Zeta Commander ‘Taliban’ Facing Trial in the U.S.
|U.S. Attorney’s Office November 22, 2013|
LAREDO, TX—Ivan Velasquez-Caballero, aka “Taliban” and “50,” has been extradited to the U.S. and made his initial appearance this morning in federal court in Laredo, announced United States Attorney Kenneth Magidson. He is set for an arraignment and detention hearing before U.S. Magistrate Judge J. Scott Hacker at 10:00 a.m. on November 27, 2013.
Velasquez-Caballero, 43, of Nuevo Laredo, Tamaulipas, Mexico, has been in custody in Mexico since September 26, 2012, when he was arrested in San Luis Potosi, Mexico.

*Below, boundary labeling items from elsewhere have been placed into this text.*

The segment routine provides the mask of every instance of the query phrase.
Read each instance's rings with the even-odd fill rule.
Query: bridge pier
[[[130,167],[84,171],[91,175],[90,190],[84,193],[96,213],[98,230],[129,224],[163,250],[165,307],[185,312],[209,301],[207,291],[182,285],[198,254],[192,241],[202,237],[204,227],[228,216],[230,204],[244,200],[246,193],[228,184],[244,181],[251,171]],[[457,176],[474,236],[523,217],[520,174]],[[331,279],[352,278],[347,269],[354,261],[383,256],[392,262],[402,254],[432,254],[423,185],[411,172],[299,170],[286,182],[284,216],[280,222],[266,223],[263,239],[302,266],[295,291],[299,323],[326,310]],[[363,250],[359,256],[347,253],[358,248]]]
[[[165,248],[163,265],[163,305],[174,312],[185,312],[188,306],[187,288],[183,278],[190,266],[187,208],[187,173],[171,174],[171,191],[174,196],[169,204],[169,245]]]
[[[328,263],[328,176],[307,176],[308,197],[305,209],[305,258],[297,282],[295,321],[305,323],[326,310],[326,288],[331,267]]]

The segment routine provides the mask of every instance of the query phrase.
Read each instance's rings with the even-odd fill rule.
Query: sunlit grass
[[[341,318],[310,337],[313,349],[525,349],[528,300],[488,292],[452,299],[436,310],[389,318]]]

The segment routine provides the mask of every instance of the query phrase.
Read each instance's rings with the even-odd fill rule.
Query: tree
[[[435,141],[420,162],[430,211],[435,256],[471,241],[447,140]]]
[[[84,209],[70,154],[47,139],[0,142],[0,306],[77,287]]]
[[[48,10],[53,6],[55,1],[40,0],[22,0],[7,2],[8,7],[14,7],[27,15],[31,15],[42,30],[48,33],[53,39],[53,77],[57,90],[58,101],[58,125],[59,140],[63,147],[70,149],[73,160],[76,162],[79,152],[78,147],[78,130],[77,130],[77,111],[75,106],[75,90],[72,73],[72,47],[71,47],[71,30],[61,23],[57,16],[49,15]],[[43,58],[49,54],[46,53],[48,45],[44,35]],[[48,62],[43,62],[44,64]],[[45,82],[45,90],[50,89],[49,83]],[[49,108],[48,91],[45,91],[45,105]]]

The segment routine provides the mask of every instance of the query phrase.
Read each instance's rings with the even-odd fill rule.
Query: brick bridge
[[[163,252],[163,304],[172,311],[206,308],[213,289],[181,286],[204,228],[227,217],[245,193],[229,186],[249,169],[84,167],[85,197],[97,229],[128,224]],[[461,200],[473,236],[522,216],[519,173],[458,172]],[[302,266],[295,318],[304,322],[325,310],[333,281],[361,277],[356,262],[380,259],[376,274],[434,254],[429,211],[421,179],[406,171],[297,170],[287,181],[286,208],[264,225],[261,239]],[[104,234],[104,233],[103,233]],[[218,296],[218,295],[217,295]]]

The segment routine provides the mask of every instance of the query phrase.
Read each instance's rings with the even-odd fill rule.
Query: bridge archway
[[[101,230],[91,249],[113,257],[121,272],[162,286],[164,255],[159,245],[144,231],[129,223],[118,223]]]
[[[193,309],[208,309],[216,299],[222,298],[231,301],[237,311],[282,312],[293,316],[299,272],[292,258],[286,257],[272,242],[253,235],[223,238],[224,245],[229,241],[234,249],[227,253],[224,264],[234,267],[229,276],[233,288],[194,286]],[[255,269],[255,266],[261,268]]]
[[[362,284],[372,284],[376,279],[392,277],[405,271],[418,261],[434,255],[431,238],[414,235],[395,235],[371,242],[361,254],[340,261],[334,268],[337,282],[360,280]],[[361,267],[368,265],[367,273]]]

He was extradited under the treaty between the United States and Mexico and arrived in Laredo on November 21, 2013.
The charges against him stem from a February 17, 2010 superseding indictment charging the defendant and 33 others with 47 counts alleging drug conspiracy, kidnapping conspiracy, firearms conspiracy, money laundering conspiracy, conspiracy to kidnap and murder U.S. citizens in a foreign country, use of juveniles to commit a violent crime, accessory after the fact, and solicitation, as well as substantive money laundering, drug trafficking, and interstate travel in aid of racketeering charges.
Specifically, Velasquez-Caballero is charged with conspiracy to possess with intent to distribute controlled substances and conspiracy to launder monetary instruments. If convicted, he faces a maximum of life imprisonment and a $4 million fine for the drug conspiracy, as well as a $250,000 fine and up to 20 years for the money laundering conspiracy.
Of those originally charged in relation to the case, 15 have been convicted and sentenced with two receiving life sentences. In addition, four others have also been convicted in separate indictments resulting from the same investigation.
The indictment was a result of an Organized Crime Drug Enforcement Task Force investigation dubbed Operation Prophecy conducted by the Drug Enforcement Administration and the Laredo Police Department with assistance from Homeland Security Investigations; FBI, Bureau of Alcohol, Tobacco, Firearms, and Explosives; Texas Department of Public Safety; U.S. Marshals Service; Webb County District Attorney’s Office; and Webb County Sheriff’s Office. The Justice Department’s Office of International Affairs provided assistance with the extradition.
An indictment is a formal accusation of criminal conduct, not evidence. A defendant is presumed innocent unless convicted through due process of law.